Vou tentar, durante esta curta estadia na terra do tio Sam, dar um panorama geral de como as coisas funcionam por aqui, e quais são as diferenças (e semelhanças), em matéria de pesquisa, com o nosso querido Brasil. O primeiro aspecto que me saltou aos olhos foi que aqui eles possuem um planetário junto ao departamento de Astronomia. A figura abaixo mostra o Planetário Abrams, em um belo dia de Sol.
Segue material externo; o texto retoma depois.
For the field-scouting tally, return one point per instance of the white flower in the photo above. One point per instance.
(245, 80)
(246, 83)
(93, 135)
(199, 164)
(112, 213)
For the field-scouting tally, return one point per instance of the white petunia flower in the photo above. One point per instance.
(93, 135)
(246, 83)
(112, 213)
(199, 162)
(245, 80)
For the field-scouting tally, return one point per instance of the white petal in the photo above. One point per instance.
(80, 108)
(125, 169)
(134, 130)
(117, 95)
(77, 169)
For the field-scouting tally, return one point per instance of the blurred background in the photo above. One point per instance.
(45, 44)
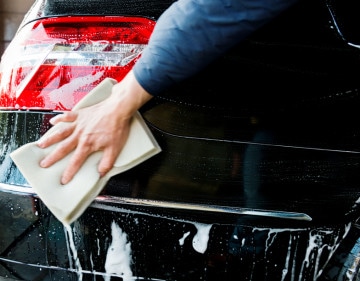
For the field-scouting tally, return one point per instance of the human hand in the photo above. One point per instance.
(101, 127)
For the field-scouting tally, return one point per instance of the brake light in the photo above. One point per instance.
(54, 62)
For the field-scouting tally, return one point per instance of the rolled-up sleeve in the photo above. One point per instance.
(192, 33)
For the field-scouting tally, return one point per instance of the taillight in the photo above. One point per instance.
(54, 62)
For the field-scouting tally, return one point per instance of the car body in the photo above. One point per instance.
(258, 178)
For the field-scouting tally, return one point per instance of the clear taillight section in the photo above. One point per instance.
(52, 63)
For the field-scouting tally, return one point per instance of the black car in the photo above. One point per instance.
(259, 174)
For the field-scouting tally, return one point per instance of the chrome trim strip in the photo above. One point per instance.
(176, 205)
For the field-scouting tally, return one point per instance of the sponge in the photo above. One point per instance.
(68, 202)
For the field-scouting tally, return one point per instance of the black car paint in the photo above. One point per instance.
(272, 125)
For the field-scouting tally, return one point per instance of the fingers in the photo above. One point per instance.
(76, 161)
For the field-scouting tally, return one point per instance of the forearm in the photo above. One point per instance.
(192, 33)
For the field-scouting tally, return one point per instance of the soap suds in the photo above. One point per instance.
(201, 238)
(118, 258)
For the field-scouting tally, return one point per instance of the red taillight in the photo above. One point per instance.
(53, 63)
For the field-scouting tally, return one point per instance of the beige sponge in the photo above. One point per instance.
(68, 202)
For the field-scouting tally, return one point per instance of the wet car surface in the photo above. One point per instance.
(263, 186)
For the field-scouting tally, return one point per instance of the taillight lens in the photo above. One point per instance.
(54, 62)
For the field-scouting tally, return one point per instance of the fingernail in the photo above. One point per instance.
(64, 180)
(43, 164)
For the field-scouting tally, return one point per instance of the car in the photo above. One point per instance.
(258, 177)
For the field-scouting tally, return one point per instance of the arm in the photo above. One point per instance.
(192, 33)
(188, 36)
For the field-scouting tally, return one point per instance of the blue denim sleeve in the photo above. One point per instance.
(192, 33)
Planetário Talbert e Leota Abrams

Planetário Talbert e Leota Abrams

Qual a importância de se ter um planetário tão próximo às salas de aula? Os alunos, tanto das ciências exatas quanto das demais, têm a possibilidade de complementar as aulas teóricas de, por exemplo,  astronomia de posição, sem precisar se deslocar grandes distâncias (nesse caso, cerca de 400 passos). Essa prática economiza tempo, dinheiro e aumenta a frequencia às aulas. Além disso, existe uma contribuição para a comunidade, com palestras e cursos voltados especialmente para este público.

FTRwanda

Mudando um pouco de assunto, logo nos primeiros dias, em uma de minhas investidas à procura de café expresso (porque se não for expresso, é “cháfé”), me deparei com algo interessante. Existe uma iniciativa da Universidade, juntamente com um fabricante de café, de comercializar nos EUA café produzido por agricultores em Ruanda.

Utilizando os princípios do Fair Trade (Comércio Justo), foram criadas cooperativas para ajudar no desenvolvimento da agricultura local, capacitando pequenos agricultores, criando e melhorando  as fazendas produtoras de café e, o mais importante, pagando preços justos.

Segundo a Wikipedia: (O Comércio justo) Trata-se de um movimento social e uma modalidade de comércio internacional que busca o estabelecimento de preços justos, bem como de padrões sociais e ambientais equilibrados, nas cadeias produtivas.

E essa é apenas a ponta do Iceberg. Existe um impacto positivo tremendo nas comunidades onde a iniciativa é implantada. Uma história que circula de forma impressa pela universidade é de uma menina chamada Paola Pereira, cuja família faz parte da Cooperativa de Café de Poço Fundo, Minas Gerais. Segundo o folheto, a cooperativa utilizou parte do dinheiro recebido atrás das vendas de café pelo sistema de Comércio Justo para financiar os estudos dos jovens da comunidade. Foi assim que a Paola conseguiu terminar a faculdade.

E, para garantir que todo o processo está sendo feito corretamente, foi criada, em 1998, a TransFair USA, que é uma agência de certificação sem fins lucrativos que regula os produtos Fair Trade nos Estados Unidos. Acredito que devam existir várias iniciativas semelhantes espalhadas pelo Brasil, mas minha ignorância no assunto não me permite escrever  nada além do exposto acima. Simplesmente encontrei o café e resolvi escrever um pouco sobre sua procedência. Mas a certeza que tenho é a de que em breve a Equipe do Café com Ciência saberá o gosto do café produzido em Ruanda.